By Eric M. Esquivel, Jerry Gaylord & Gabriel Cassata

There is no denying that the Marvel character of Loki is incredibly popular in comics right now. So when you see an independent book called Loki: Ragnarok and Roll, just the name Loki can carry a lot of baggage with it. Fortunately this iteration of Loki stays true to his original silver-tongued god origin that has been around forever but also finds a fun way to put a fresh twist on him.

Loki has been banned, by his father Odin, to our modern human world after a disastrous diplomatic mission he went on with his warrior brother, Thor. With Loki having a bumpy relationship with both his father and his half-brother, he seems to embrace the modern world more than even he thought. The basic concept of a god coming to our world and embracing the rock and roll lifestyle can seem corny but the way Esquivel writes it actually makes this a really fun read. He balances both goofy and serious tones well, that make the whole issue thoroughly enjoyable. Going into Loki: Ragnarok and Roll without any preface was quite surprising and any doubts or worries were quickly squashed with a well written story and entertaining characters.

When you look at the first issue of Loki: Ragnarok and Roll you immediately notice the incredibly stunning cover (by Alexis Ziritt) but once you get into the book the art by Jerry Gaylord is very different. Even though I personally was hoping for the entire book to look like the cover, Gaylord’s art was a pleasant surprise and was actually better suited for this story.  Gaylord does an incredible job of matching the playful tone of this book with a style of fun and charming art. Combine that with some bright colors from Gabriel Cassata, and together they make every page amusing to read and just gaze at. One particular scene is when Loki and Thor return from their mission to find Odin hosting a dinner for a variety of other gods like Hercules, Nanook, Fujin, Ganesha and Tu Er Shen (my new favorite). That whole scenario really signified the lighthearted nature of this series.

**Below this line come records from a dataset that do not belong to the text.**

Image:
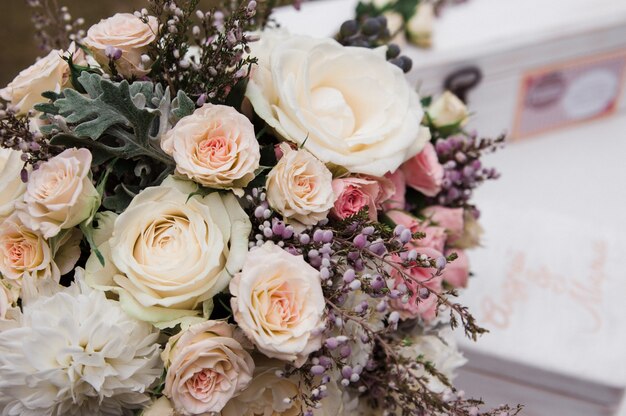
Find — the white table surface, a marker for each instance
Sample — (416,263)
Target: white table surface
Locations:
(559,195)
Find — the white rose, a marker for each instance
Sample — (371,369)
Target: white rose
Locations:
(278,302)
(266,394)
(348,106)
(60,194)
(169,252)
(447,110)
(11,185)
(50,73)
(206,367)
(300,188)
(24,252)
(215,146)
(420,25)
(125,32)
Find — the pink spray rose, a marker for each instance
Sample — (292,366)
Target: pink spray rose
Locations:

This first issue was a good start to a series that most people might glance over and not think twice about. However, if you give it a chance, you may find yourself surprised by how much Loki: Ragnarok and Roll will make you smile while reading it. Loki: Ragnarok and Roll is a well written series that doesn’t take itself too seriously and is just here to entertain you, so you should just sit back and enjoy it for what it is and join me into looking forward to the next issue.